Biden electric vehicle push hits setback in US Senate
A bid by the White House to dramatically boost electric vehicle tax credits hit a major roadblock on Sunday when a key Senate Democrat said he would not support a $1.75 trillion domestic investment bill.
West Virginia's Joe Manchin appeared to deal a fatal blow to President Joe Biden's signature domestic policy bill, known as Build Back Better, which also aims to expand the social safety net and tackle climate change.
The bill includes increasing the current $7,500 EV tax credit to up to $12,500 for union-made US vehicles as well as creating a credit of up to $4,000 for used vehicles. The bill would also again make General Motors and Tesla Inc eligible for tax credits after they hit the 200,000-vehicle cap on the existing $7,500 credit.

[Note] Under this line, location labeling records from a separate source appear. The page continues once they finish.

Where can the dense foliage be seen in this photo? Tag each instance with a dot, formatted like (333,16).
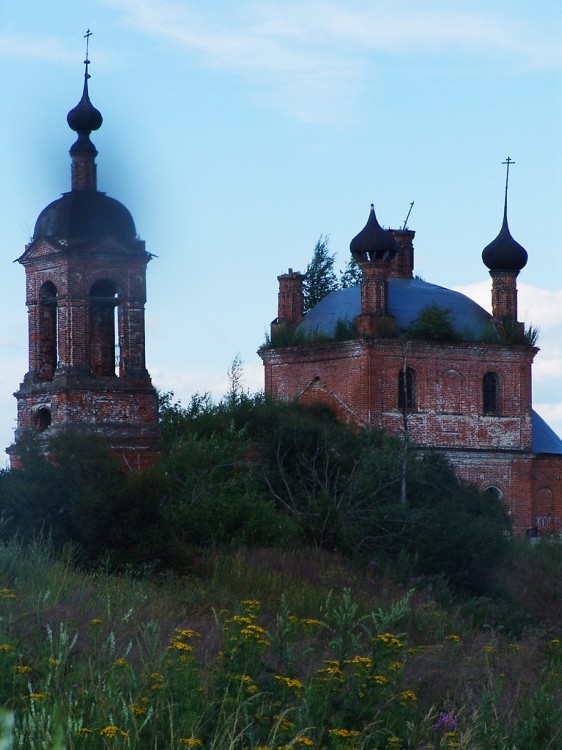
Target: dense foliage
(249,471)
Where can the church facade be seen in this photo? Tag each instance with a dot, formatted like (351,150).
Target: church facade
(85,273)
(363,351)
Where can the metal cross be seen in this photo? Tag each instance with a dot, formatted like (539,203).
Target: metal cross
(87,36)
(507,162)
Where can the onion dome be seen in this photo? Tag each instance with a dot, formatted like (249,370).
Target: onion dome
(85,215)
(83,119)
(373,242)
(504,253)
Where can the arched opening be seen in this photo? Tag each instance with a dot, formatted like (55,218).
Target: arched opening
(42,419)
(48,331)
(104,326)
(491,393)
(407,389)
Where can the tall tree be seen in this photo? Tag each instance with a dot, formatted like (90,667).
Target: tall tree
(351,276)
(320,277)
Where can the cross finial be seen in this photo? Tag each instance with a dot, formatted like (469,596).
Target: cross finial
(508,162)
(87,36)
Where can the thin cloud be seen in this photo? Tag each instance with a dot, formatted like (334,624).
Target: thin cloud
(25,46)
(315,57)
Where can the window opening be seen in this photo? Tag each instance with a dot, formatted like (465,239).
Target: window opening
(407,389)
(42,419)
(48,331)
(104,324)
(490,393)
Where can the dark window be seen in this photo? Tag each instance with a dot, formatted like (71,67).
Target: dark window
(104,301)
(42,419)
(407,389)
(494,492)
(48,324)
(491,393)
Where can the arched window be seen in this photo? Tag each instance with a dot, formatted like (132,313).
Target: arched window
(42,419)
(407,389)
(491,393)
(104,301)
(48,324)
(494,492)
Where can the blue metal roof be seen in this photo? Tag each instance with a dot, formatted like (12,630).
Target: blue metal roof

The bill also includes a 30% credit for commercial electric vehicles.
GM and Ford are both launching electric pickup trucks in 2022 and new tax credits could be crucial to meeting initial sales targets, as well as meeting rising vehicle emissions requirements.
Biden wants 50% of new US vehicles to be electric or plug-in electric hybrid by 2030. The administration is expected as soon as this week to finalize tougher new vehicle emissions rules through 2026, automakers say.

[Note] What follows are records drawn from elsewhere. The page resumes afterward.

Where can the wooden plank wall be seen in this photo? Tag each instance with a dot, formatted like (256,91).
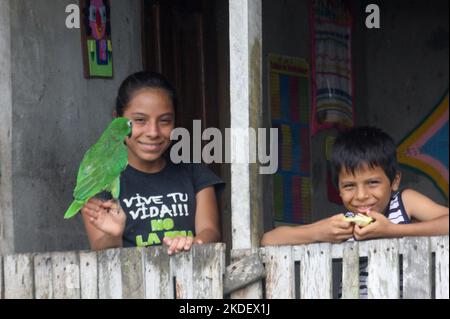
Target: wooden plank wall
(115,274)
(397,268)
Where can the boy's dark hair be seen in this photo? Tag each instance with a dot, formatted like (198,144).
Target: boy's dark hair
(364,145)
(142,80)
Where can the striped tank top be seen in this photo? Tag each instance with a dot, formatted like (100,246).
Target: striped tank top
(396,214)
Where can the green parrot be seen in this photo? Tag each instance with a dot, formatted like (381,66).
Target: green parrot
(102,165)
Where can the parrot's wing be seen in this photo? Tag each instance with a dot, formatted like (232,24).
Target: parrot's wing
(90,181)
(114,188)
(100,168)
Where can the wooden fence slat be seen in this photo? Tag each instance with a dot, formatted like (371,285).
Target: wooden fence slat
(88,275)
(181,267)
(384,270)
(316,272)
(252,291)
(158,279)
(133,283)
(66,275)
(350,271)
(18,276)
(243,272)
(416,268)
(43,283)
(209,264)
(442,277)
(280,273)
(109,274)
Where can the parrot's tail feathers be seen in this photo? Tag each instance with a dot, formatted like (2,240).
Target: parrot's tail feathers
(73,209)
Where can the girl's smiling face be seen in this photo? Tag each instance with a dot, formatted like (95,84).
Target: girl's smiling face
(152,114)
(367,189)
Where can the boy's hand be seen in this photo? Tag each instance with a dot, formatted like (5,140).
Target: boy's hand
(334,229)
(106,216)
(180,243)
(381,227)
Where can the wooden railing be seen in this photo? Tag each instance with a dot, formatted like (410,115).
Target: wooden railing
(415,267)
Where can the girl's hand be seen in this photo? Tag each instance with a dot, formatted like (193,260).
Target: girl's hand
(381,227)
(334,229)
(180,243)
(106,216)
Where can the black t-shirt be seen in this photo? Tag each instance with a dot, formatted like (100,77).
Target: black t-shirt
(163,203)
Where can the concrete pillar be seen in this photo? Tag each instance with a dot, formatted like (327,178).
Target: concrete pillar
(246,112)
(6,216)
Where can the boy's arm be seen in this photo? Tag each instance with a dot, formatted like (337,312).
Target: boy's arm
(332,229)
(432,219)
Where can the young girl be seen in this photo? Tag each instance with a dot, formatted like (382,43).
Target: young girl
(160,202)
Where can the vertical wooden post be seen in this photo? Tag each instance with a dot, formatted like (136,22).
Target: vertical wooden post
(6,200)
(245,107)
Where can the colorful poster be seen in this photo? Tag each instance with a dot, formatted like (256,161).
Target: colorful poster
(332,73)
(425,149)
(96,38)
(289,103)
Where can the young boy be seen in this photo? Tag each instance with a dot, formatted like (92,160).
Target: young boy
(364,159)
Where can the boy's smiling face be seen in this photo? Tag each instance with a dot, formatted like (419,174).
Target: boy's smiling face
(367,189)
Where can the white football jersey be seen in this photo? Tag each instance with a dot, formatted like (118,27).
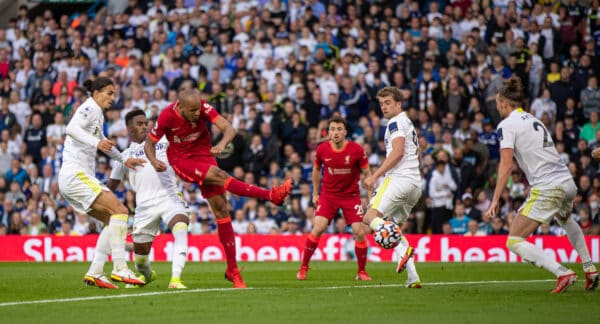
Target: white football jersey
(408,167)
(84,131)
(148,184)
(533,149)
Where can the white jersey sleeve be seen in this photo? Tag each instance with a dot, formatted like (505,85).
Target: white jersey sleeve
(408,167)
(84,131)
(533,149)
(77,127)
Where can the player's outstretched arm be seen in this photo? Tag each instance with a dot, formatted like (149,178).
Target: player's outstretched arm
(113,184)
(228,135)
(367,173)
(504,171)
(150,150)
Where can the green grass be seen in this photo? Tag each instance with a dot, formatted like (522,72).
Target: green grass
(330,295)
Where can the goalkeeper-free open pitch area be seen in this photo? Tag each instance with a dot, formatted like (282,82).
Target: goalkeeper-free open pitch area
(451,293)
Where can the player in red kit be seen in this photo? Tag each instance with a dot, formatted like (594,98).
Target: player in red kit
(192,157)
(342,162)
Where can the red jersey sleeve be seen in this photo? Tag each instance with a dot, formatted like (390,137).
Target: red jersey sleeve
(160,127)
(208,112)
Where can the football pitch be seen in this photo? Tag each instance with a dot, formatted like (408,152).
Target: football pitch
(451,293)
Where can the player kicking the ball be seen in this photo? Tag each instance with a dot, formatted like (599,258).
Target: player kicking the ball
(156,199)
(342,162)
(192,157)
(401,187)
(552,187)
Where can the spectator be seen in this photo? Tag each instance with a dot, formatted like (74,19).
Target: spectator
(441,188)
(590,97)
(35,138)
(588,131)
(16,173)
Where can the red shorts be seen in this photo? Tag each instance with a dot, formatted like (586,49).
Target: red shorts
(328,206)
(194,169)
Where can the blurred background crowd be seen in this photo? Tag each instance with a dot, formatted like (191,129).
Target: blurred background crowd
(277,70)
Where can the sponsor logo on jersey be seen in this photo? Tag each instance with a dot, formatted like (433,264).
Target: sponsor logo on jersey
(339,171)
(191,137)
(393,127)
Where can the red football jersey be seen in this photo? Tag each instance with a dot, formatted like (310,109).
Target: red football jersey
(341,169)
(185,138)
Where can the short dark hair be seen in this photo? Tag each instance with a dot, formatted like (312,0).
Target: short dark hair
(394,92)
(132,114)
(339,120)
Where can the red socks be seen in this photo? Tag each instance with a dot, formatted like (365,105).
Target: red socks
(240,188)
(228,241)
(360,248)
(311,244)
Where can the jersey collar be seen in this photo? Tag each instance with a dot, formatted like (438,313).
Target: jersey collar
(340,150)
(175,105)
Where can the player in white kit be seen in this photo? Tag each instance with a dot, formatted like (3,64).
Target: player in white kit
(156,199)
(401,187)
(525,138)
(78,185)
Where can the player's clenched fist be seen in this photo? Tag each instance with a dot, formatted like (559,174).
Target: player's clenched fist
(132,163)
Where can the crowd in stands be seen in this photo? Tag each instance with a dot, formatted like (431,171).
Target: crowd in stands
(277,70)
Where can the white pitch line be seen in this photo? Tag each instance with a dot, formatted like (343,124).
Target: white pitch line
(207,290)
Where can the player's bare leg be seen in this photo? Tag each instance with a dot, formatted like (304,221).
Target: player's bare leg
(578,242)
(218,205)
(179,229)
(141,251)
(277,195)
(108,209)
(359,231)
(520,229)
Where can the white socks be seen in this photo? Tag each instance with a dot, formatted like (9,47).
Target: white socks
(117,232)
(142,265)
(101,253)
(578,242)
(180,247)
(411,270)
(533,254)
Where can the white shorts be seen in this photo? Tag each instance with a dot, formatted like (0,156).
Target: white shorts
(147,219)
(79,189)
(395,198)
(543,204)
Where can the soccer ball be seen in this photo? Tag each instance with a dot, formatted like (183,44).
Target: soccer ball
(388,235)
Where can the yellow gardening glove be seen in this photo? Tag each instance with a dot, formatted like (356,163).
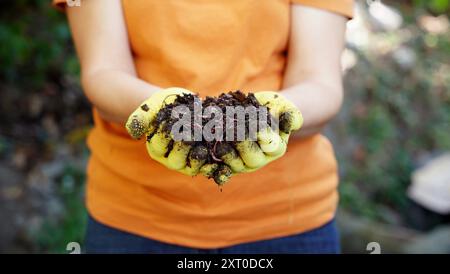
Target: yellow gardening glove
(270,145)
(175,155)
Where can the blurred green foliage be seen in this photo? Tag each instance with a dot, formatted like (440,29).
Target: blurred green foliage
(398,116)
(55,234)
(35,44)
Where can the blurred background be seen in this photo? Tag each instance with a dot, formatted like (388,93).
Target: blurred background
(392,138)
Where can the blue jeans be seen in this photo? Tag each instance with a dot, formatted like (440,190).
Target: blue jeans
(104,239)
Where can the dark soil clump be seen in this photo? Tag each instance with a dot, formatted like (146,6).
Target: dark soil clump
(212,150)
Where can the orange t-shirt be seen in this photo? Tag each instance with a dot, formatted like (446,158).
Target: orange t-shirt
(210,47)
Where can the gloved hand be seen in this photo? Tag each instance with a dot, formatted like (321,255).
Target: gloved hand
(270,145)
(175,155)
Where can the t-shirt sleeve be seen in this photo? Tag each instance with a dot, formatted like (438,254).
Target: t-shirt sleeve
(344,7)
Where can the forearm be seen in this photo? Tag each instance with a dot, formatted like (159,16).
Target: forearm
(318,103)
(115,93)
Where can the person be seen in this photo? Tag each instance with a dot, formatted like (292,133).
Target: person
(131,50)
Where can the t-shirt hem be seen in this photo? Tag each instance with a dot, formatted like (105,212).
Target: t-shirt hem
(114,218)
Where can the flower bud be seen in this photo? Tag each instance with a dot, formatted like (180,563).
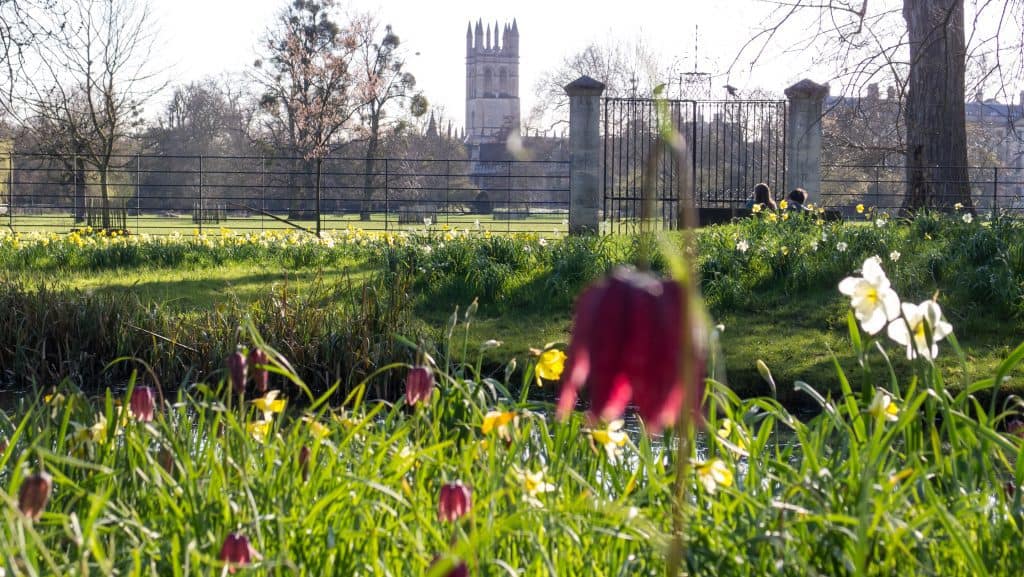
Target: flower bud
(1016,427)
(258,360)
(304,454)
(142,403)
(34,494)
(166,459)
(237,370)
(237,550)
(419,385)
(455,501)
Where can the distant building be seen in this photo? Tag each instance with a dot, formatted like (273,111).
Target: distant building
(492,83)
(493,129)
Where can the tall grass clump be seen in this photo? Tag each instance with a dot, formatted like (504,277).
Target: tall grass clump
(330,331)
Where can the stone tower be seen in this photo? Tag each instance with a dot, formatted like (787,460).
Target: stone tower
(492,83)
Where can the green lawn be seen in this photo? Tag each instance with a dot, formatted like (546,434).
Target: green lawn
(541,222)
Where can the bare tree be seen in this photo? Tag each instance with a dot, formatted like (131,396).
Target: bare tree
(384,84)
(91,81)
(922,46)
(307,81)
(628,70)
(20,30)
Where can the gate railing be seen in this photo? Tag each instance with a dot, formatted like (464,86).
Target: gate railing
(732,145)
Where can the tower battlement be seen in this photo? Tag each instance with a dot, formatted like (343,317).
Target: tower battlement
(492,82)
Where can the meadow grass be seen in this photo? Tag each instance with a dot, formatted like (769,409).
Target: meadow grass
(775,297)
(907,465)
(543,222)
(921,487)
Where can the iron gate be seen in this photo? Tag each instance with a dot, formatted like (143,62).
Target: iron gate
(732,145)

Manchin opposes a $4,500 tax credit for union-made vehicles that is part of the $12,500 proposal. He calls the union credit "wrong" and "not American."
The EV tax credits are backed by Biden, many congressional Democrats and the United Auto Workers (UAW) union and would disproportionately benefit Detroit's Big Three automakers - GM, Ford Motor Co and Chrysler parent Stellantis NV - which assemble their US-made vehicles in union-represented plants.
Tesla and foreign automakers operating in the United States do not have unions representing assembly workers and many have fought UAW efforts to organize US plants.